En l’an 840, le Pape Grégoire instaure à la même date la fête de Tous les Saints, ce qui témoigne d’un esprit de syncrétisme plutôt que d’acculturation. Les quelques 8000 Saints du christianisme ne sont-ils pas ceux d’entre les morts qui ont accédé à l’immortalité ?
La Toussaint permet de les célébrer, et avec eux, tous les Saints méconnus que l’Eglise craint d’oublier. Trois siècles plus tard, le Jour des Défunts est placé au lendemain de la Toussaint, scellant ainsi la continuité avec Samain.
Avec ses lanternes, ses légendes spectrales et son ambiance à la fois enjouée et inquiétante, Halloween, contraction de All Hallows’ Eve (Veillée de Tous les Saints), est indéniablement une survivance de la nuit de Samain. Originaire des îles britanniques, Halloween s’est diffusée dans tout les pays de culture anglo-saxonne, mais c’est aux États-Unis que cette fête a pris la forme que nous connaissons. Les navets traditionnels, qui ne poussaient pas là-bas, ont été remplacés par les citrouilles. Commerce oblige, les déguisements se sont multipliés, lorgnant du côté du cinéma d’horreur par syllogisme. Halloween est aujourd’hui la fête des ombres.

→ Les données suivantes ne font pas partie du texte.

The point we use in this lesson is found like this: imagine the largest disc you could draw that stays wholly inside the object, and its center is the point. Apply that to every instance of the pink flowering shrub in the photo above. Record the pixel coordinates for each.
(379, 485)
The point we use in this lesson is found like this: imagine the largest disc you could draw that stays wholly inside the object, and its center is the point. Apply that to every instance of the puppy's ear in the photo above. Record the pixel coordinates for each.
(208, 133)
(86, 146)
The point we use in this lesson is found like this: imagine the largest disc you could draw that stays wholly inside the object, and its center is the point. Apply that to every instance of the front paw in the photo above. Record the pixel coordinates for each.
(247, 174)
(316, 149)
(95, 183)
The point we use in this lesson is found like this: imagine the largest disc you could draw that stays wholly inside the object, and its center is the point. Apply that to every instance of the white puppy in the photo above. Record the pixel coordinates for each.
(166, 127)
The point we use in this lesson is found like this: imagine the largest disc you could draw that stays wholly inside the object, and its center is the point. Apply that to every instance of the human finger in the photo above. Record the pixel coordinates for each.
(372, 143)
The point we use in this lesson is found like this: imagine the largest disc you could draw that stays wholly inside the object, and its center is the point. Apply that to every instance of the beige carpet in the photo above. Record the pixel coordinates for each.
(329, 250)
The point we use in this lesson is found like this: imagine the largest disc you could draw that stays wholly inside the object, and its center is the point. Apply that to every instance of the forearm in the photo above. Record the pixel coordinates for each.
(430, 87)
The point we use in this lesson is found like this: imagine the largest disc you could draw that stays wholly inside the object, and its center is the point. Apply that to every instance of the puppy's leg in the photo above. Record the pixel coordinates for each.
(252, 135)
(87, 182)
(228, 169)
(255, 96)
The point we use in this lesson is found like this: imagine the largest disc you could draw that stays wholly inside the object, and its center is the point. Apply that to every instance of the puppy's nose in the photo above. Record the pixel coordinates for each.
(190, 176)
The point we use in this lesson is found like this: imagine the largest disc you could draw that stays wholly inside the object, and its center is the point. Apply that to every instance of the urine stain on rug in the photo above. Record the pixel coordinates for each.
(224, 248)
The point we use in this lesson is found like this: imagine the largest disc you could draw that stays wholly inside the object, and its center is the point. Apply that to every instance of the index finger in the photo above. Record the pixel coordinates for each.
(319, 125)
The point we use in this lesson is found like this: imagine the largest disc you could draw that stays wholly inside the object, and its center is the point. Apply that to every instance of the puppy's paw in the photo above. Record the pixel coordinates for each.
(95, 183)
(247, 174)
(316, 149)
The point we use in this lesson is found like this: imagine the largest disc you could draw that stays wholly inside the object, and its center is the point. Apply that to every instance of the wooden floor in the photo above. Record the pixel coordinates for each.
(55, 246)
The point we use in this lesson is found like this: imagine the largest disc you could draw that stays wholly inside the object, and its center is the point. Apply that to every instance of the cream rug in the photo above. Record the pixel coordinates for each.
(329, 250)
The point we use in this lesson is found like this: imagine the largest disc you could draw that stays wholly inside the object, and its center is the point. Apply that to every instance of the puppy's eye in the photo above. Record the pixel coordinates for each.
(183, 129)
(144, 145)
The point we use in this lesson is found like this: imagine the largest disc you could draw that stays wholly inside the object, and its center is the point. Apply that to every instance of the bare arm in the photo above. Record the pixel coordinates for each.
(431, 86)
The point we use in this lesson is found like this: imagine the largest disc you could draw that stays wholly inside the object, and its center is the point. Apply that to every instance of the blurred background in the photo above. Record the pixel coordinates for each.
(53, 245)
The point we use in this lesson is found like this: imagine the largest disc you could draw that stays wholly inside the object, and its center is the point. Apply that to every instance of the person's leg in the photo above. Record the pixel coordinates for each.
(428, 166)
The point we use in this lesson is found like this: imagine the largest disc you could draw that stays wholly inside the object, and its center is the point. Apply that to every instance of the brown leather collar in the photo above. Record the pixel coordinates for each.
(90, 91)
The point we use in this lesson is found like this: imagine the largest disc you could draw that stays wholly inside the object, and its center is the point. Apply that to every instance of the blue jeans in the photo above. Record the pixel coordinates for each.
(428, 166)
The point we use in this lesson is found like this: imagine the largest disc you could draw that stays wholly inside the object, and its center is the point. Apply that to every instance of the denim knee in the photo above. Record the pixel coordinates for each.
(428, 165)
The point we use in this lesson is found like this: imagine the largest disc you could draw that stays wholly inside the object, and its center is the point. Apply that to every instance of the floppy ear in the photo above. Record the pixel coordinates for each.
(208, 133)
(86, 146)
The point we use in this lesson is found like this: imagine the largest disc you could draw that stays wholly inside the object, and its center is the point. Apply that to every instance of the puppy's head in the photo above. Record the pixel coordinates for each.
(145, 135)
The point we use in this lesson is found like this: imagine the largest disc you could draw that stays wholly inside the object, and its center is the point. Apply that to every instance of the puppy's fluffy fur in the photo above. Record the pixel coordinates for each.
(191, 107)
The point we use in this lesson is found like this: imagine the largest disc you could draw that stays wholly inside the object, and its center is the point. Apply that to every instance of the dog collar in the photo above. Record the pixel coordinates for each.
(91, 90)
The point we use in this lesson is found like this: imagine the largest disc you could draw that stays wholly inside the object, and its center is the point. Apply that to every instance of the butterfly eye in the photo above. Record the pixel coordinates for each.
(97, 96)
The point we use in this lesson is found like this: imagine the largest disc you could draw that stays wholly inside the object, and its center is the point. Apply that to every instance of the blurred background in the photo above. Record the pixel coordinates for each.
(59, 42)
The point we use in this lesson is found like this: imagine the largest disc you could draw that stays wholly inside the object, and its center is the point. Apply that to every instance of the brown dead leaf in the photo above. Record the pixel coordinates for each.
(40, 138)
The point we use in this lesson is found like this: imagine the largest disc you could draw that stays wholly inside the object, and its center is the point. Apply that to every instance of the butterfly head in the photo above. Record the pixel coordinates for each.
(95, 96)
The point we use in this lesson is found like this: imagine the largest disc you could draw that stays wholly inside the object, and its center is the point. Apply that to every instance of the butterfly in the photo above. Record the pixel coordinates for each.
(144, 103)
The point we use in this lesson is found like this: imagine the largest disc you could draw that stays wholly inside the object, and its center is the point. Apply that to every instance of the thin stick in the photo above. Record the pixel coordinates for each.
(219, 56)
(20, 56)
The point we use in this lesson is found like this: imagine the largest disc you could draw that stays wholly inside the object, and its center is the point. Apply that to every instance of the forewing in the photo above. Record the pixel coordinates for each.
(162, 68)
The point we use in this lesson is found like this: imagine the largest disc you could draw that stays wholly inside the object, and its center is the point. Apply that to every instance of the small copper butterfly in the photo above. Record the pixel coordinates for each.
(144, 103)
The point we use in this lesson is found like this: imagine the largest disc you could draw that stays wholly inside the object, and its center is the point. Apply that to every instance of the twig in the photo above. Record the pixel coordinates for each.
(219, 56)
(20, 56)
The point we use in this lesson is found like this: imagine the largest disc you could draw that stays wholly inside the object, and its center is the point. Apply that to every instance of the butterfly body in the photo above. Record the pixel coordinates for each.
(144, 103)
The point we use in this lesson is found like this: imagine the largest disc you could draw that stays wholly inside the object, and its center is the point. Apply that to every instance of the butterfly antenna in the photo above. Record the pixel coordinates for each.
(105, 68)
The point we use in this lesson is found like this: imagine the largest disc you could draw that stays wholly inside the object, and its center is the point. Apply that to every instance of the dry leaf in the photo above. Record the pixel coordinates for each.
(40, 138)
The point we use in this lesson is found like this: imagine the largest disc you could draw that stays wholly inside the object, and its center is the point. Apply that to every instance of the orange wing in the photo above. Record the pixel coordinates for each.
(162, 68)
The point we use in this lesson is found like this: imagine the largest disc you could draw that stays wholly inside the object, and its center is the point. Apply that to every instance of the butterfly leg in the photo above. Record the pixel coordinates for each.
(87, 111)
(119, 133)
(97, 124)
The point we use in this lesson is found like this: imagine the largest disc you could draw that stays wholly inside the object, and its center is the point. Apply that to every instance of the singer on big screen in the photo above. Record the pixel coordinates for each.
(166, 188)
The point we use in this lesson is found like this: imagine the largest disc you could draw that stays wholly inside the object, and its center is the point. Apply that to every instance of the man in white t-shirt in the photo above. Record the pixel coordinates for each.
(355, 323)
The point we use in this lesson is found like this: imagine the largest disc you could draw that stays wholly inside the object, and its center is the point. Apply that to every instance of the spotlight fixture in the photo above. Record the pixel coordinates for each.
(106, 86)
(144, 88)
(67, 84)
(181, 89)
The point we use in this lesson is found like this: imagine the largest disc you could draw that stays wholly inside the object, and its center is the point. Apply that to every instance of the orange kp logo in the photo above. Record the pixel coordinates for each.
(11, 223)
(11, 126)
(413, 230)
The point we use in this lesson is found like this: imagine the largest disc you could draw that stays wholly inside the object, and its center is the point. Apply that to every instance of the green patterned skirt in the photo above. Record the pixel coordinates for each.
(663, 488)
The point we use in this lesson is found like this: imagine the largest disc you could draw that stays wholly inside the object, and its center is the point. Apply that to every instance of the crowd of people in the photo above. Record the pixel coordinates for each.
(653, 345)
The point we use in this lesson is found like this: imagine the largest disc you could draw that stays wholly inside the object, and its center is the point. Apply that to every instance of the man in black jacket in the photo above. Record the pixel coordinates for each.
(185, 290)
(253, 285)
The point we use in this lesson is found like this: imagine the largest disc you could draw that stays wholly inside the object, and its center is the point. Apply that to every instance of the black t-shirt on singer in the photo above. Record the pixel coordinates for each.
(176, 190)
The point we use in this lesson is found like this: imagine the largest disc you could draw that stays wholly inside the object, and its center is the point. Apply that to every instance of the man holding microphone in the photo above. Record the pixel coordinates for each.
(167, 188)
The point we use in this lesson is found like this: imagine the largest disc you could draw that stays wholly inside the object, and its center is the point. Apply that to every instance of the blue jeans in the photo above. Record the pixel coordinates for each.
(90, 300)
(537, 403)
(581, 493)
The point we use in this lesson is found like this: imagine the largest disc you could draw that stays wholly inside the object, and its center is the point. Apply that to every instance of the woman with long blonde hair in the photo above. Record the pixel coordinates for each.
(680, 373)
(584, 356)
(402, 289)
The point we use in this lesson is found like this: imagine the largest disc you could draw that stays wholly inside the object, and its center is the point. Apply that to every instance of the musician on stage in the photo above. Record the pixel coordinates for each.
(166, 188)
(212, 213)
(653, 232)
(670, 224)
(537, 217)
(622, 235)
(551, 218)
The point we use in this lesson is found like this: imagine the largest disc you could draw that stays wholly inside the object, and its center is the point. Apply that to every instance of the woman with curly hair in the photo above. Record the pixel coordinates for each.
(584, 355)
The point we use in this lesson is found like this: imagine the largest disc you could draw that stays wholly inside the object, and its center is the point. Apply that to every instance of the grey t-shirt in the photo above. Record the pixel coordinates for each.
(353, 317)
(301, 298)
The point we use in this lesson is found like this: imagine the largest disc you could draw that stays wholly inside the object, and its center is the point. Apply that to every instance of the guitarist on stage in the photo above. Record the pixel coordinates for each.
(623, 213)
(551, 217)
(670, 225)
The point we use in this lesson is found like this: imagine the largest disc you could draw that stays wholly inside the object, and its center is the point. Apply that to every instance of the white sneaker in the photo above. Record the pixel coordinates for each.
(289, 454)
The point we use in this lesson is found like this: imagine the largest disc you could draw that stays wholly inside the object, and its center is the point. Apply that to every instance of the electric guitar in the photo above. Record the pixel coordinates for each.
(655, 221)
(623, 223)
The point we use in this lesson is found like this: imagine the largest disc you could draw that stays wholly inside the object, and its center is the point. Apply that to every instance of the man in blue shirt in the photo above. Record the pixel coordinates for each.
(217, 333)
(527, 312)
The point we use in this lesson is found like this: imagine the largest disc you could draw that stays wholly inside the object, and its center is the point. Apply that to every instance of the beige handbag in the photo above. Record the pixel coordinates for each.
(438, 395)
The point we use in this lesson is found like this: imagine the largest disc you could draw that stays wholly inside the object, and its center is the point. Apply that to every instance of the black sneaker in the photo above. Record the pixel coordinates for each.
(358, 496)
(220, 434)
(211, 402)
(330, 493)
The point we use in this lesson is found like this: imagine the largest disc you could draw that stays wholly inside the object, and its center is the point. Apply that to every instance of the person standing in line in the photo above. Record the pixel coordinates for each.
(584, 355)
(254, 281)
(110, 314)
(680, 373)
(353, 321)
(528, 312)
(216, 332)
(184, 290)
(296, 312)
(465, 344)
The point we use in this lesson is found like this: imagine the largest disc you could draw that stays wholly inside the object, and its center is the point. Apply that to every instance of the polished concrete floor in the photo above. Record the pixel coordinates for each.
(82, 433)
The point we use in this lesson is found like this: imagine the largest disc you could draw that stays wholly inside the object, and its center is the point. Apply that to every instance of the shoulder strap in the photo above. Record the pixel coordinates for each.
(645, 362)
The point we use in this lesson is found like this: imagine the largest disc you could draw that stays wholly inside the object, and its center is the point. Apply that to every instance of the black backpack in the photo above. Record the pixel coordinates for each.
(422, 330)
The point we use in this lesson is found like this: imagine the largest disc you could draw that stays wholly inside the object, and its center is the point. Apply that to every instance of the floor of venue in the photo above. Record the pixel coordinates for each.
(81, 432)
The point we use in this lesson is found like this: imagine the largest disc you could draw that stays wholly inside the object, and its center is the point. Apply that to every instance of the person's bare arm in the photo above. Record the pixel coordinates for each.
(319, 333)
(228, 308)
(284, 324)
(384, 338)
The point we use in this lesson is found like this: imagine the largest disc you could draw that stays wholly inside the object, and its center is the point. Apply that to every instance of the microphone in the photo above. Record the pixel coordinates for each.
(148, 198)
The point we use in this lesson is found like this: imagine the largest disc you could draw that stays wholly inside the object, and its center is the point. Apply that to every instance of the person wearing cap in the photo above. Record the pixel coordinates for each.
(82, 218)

A la fin des années 90, Halloween est introduit en France par les grandes surfaces, qui y voient une opportunité de gonfler leur chiffre d’affaire. Les autorités catholiques s’alarment alors de voir de plus en plus d’enfants s’amuser dans des mises en scène sinistres, hors de toute référence positive. Sans doute avec raison, car « la plus belle ruse du Diable est de faire croire qu’il n’existe pas », disait Baudelaire, qui s’y connaissait.
L’obscurité met-elle en valeur la lumière, ou la lumière met-elle en valeur l’obscurité ? Considérant d’un côté les clartés de Diwali et de l’autre, les noirceurs d’Halloween, difficile de ne pas penser à René Guénon. L’Orient auroral et immuable, contre l’Occident crépusculaire et déliquescent… Mais il serait paresseux de s’y arrêter.
Il n’est pas de fête qui ne soit en même temps religieuse. Réciproquement, il n’est pas de religion sans fête. Trop intérieure, trop austère, trop peu festive en somme, la Toussaint de notre vieille Europe présentait un vide dans lequel Halloween s’est engouffré, avec ses déviances modernes, certes, mais aussi son exubérance et sa convivialité. Or tous les Saints ne devraient-ils pas être fêtés comme il se doit, avec toute la joie et la chaleur nécessaires ?
Dans quelques paroisses, le lendemain d’Halloween, l’on voit maintenant défiler des enfants déguisés chacun en un Saint, leur patron de préférence. Ils s’amusent et ils sont heureux. Holy Wins ?
En Occident comme en Orient, de part et d’autre de la montagne de Dieu, il n’est pas dit que la mort et les ténèbres auront le dernier mot.